Verbindung gemäß Anspruch 1 oder 2, die radiomarkiert ist.
Verbindung gemäß Anspruch 3, die mit [¹¹C]-Methyl radiomarkiert ist.
Pharmazeutische Zusammensetzung, die wenigstens eine Verbindung gemäß Anspruch 1 oder 2 oder ein pharmazeutisch akzeptables Säureadditionssalz davon und gegebenenfalls einen zweiten pharmazeutisch aktiven Bestandteil in Kombination mit einem oder mehreren pharmazeutischen akzeptablen Trägern oder Verdünnungsstoffen umfaßt.

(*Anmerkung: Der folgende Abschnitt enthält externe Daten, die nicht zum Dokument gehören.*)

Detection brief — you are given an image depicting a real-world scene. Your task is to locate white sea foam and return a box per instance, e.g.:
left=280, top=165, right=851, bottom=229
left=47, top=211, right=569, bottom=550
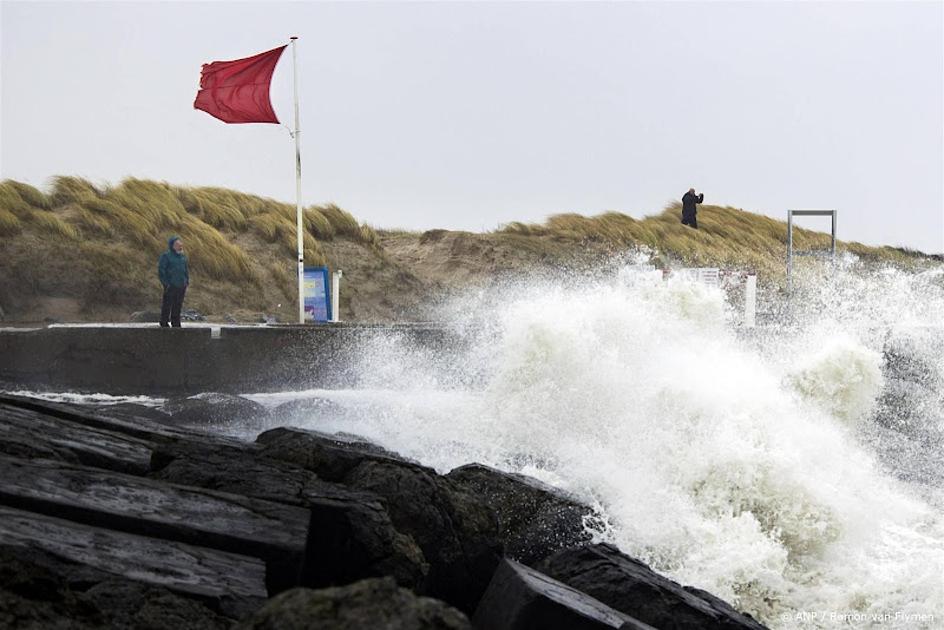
left=3, top=389, right=165, bottom=407
left=260, top=261, right=944, bottom=627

Verwendung einer Verbindung gemäß Anspruch 1 oder 2 oder eines Säureadditionssalzes davon und gegebenenfalls eines zweiten pharmazeutisch aktiven Bestandteils zur Herstellung eines Medikaments zur Behandlung einer Störung oder Krankheit, die auf einen Antagonismus von α₁-Adrenozeptoren anspricht.

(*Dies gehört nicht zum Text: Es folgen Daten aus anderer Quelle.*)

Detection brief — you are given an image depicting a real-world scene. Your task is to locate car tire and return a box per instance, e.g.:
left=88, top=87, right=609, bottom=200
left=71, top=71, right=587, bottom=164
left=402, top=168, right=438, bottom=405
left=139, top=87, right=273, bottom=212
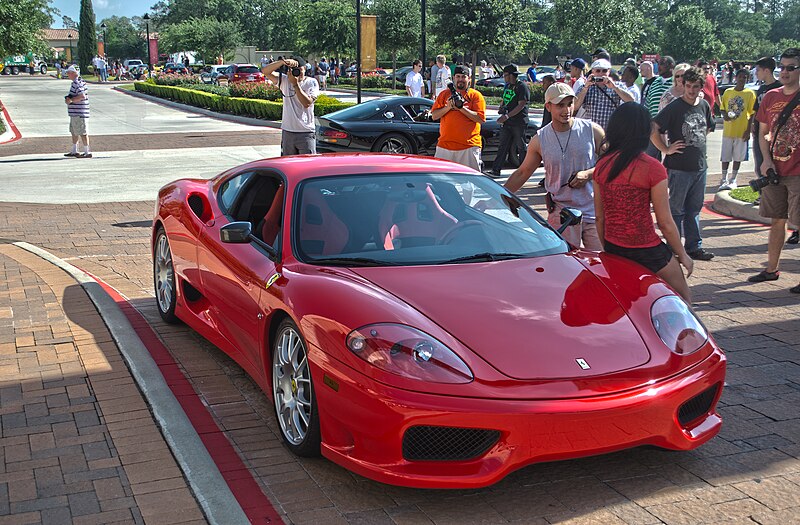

Verwendung einer Verbindung gemäß Anspruch 1 oder 2 oder eines Säureadditionssalzes davon und gegebenenfalls eines zweiten Mittels mit antipsychotischer Aktivität zur Herstellung eines Medikaments zur Behandlung von Psychose.
Verbindung gemäß Anspruch 1 oder 2 zur Verwendung in einem Verfahren zur Behandlung einer Störung oder Krankheit, die auf einen Antagonismus von α₁-Adrenozeptoren in einem Säugetier anspricht, welches das Verabreichen einer Verbindung gemäß Anspruch 1 oder 2 oder eines Säureadditionssalzes davon und gegebenenfalls eines zweiten pharmazeutisch aktiven Bestandteils an das Säugetier umfaßt.
Verbindung gemäß Anspruch 1 oder 2 zur Verwendung in einem Verfahren zur Behandlung von Psychose in einem Säugetier, welches das Verabreichen einer Verbindung gemäß Anspruch 1 oder 2 oder eines Säureadditionssalzes davon und gegebenenfalls eines Mittels mit antipsychotischer Aktivität eines Säugetiers umfaßt.
Verwendung einer Verbindung gemäß Anspruch 1 oder 2 oder eines Säureadditionssalzes davon zur Herstellung einer radiomarkierten Verbindung der Formel (I).